The civil society organizations’ nine-point outcome statement is an anomaly at ASEAN summits, which seem to deliberately avoid any provocative decrees.
“Given the apathetic and dismal response by ASEAN to the interventions and recommendations of the ASEAN civil society in the last 10 years of engagement, we are compelled to question the meaningfulness of the rhetoric on people-oriented and people-centered ASEAN,” the statement said.
“We’ve been repeating it for 10 years,” Joseph said. “It’s like a broken record. We want something for the machine that plays the record to start working.”
"It’s like trying to nail jelly to the wall or banging our heads against the wall," said Phil Robertson, Asia division deputy director at Human Rights Watch, in a speech Wednesday at the civil society conference. "It’s a dialogue where one side talks, the other side pretends to listen."
Internal affairs
In principle, ASEAN, the region’s primary political and economic organization, does not interfere in the internal affairs of its member states. That has led to criticism that portrays the forum as an ineffectual talking shop where serious regional diplomacy or conflict resolution are eschewed.
Eighteen documents, ranging from statements on climate change to regional maritime cooperation, are to be adopted by the ASEAN leaders, according to host Malaysia’s foreign affairs minister Anifah Aman. In addition, the leaders on Saturday are to sign a convention against human trafficking.
The summit will also inaugurate the ASEAN Economic Community, or AEC, equivalent to the world's seventh-largest economy and intended to create a highly competitive single market and production base with a population exceeding 600 million people.
The civil society groups have reservations about the AEC, contending the regional economic integration plan “does not hold corporations accountable for violations of human rights and social and environmental standards.”
Little hope for change
Activists and others have little expectation such concerns will be reflected in the final ASEAN communiqués.

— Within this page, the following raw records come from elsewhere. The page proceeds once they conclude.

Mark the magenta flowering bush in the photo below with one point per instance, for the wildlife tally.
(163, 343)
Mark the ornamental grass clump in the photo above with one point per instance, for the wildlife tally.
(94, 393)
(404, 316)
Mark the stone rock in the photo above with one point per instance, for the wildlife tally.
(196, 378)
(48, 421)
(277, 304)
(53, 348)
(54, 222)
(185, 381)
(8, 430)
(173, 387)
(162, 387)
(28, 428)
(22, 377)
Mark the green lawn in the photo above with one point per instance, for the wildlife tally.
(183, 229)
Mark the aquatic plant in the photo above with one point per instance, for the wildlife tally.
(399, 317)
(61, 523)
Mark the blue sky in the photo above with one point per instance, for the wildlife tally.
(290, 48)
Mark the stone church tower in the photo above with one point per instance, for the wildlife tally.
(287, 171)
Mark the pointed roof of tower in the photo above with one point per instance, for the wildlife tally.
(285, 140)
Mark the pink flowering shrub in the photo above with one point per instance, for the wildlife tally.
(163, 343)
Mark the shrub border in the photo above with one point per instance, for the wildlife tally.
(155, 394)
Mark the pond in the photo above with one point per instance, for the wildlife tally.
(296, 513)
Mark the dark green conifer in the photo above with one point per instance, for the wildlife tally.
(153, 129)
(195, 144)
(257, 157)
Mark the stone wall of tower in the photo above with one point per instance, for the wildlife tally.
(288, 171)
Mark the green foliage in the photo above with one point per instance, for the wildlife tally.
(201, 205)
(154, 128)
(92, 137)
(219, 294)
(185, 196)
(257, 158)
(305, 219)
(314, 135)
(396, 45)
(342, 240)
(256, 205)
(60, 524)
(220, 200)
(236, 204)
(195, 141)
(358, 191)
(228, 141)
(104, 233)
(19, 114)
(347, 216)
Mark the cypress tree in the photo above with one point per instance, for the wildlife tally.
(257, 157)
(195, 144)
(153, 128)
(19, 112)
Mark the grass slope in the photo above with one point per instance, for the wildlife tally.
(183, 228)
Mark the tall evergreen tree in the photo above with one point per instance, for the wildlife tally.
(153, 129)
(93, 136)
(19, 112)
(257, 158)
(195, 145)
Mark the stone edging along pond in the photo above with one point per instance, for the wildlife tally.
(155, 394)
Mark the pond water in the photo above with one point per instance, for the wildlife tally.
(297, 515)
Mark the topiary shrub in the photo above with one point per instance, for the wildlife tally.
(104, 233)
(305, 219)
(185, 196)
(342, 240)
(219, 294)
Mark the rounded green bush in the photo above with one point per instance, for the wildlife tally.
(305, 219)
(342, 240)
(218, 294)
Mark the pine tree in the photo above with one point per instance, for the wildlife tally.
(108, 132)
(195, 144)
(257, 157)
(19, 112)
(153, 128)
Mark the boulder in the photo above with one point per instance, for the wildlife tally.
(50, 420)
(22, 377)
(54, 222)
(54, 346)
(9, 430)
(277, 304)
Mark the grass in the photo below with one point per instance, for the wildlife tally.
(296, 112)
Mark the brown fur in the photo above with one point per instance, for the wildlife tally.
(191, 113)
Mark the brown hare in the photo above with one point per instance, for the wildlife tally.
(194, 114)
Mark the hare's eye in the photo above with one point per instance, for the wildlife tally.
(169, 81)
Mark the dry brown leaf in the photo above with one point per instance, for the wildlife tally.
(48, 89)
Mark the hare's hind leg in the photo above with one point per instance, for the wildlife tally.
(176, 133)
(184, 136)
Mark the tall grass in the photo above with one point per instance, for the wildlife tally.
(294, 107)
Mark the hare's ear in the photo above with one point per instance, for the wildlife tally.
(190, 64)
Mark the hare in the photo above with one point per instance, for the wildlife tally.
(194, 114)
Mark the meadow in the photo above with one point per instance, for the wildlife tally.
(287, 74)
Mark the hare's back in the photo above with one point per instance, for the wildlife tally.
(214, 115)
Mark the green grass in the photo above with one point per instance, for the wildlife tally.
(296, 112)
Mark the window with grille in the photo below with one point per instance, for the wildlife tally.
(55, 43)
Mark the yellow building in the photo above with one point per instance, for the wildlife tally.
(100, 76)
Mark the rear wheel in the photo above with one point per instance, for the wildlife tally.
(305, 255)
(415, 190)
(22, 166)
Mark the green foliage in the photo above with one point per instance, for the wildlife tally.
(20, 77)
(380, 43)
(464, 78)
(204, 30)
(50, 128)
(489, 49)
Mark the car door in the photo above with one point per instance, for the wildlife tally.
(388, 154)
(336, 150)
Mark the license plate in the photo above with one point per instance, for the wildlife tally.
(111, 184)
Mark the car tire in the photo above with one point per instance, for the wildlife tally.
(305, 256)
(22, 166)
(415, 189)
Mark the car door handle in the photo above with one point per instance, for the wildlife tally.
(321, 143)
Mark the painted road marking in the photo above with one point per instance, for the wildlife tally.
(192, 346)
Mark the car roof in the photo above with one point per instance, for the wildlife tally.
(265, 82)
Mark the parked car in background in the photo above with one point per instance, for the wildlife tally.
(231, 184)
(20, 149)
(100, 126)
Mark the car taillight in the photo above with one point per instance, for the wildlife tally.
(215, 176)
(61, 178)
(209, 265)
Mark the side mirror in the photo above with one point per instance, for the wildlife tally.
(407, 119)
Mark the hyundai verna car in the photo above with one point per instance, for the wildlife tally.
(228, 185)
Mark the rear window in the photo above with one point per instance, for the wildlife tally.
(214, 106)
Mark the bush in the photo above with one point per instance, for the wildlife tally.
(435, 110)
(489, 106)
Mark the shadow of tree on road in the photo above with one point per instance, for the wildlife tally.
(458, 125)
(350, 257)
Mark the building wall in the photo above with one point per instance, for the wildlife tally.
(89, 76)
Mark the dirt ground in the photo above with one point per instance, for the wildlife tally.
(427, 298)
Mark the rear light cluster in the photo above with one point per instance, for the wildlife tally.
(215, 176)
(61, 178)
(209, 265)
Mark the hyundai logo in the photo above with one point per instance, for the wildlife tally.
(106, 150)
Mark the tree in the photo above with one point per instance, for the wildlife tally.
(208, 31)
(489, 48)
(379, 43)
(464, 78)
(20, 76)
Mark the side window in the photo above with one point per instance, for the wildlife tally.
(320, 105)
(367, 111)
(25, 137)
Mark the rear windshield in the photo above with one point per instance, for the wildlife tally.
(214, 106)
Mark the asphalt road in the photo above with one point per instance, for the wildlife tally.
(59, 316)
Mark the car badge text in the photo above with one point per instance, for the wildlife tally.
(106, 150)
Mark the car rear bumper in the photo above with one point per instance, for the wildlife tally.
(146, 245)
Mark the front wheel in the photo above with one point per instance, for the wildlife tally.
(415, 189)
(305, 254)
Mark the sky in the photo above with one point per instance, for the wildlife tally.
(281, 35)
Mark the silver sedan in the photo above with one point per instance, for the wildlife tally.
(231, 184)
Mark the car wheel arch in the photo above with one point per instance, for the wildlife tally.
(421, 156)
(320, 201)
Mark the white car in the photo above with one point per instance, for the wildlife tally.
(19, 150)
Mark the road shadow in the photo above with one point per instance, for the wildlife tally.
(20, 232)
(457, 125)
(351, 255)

“Most governments in the world don’t particularly want to be told what to do by non-government organizations,” said Grover Joseph Rees, former U.S. ambassador to Timor-Leste. “Several governments in this region have a theory that if you’re not connected to the government, you’re somehow illegitimate.”
Reese, who has participated in numerous ASEAN civil society conferences, noted Southeast Asia’s “still-Marxist governments, Vietnam and Laos, which have their own fake non-governmental organizations, which in fact are here in this room. And they make independent NGO’s illegal.”
That was also the situation in Myanmar until recently, and Cambodia also “has a lot of fake NGO’s, which show up at these meetings,” Rees said.
Some observers, however, also see ASEAN civil society as partly responsible for its own ineffectiveness during the past decade as its outcome statements focused more on attacking multinational corporations rather than criticizing governments.
Left-wing NGO’s “were not particularly interested in protecting victims of left-wing governments,” Rees said.
The civil society forums have also sprinkled their documents with demands considered abrasive by ASEAN bureaucrats and diplomats.
Focus on human rights
Lately, observers have noted the civil society organizations’ outcome documents have moderated a bit.
“They’ve been getting more focused on human rights, less focused on boutique issues,” said Rees. “But that doesn’t make the ASEAN governments any more willing to listen.”
The civil society conference and people's forum will not try to voice their concerns at next year's summit in Laos. After the Lao government prohibited such topics as human rights to be raised, the non-governmental organizations decided to move their 2016 events to Timor-Leste.
In Laos, there is an "absence of assurance of a safe space for open and constructive discussions," said the groups' outcome statement.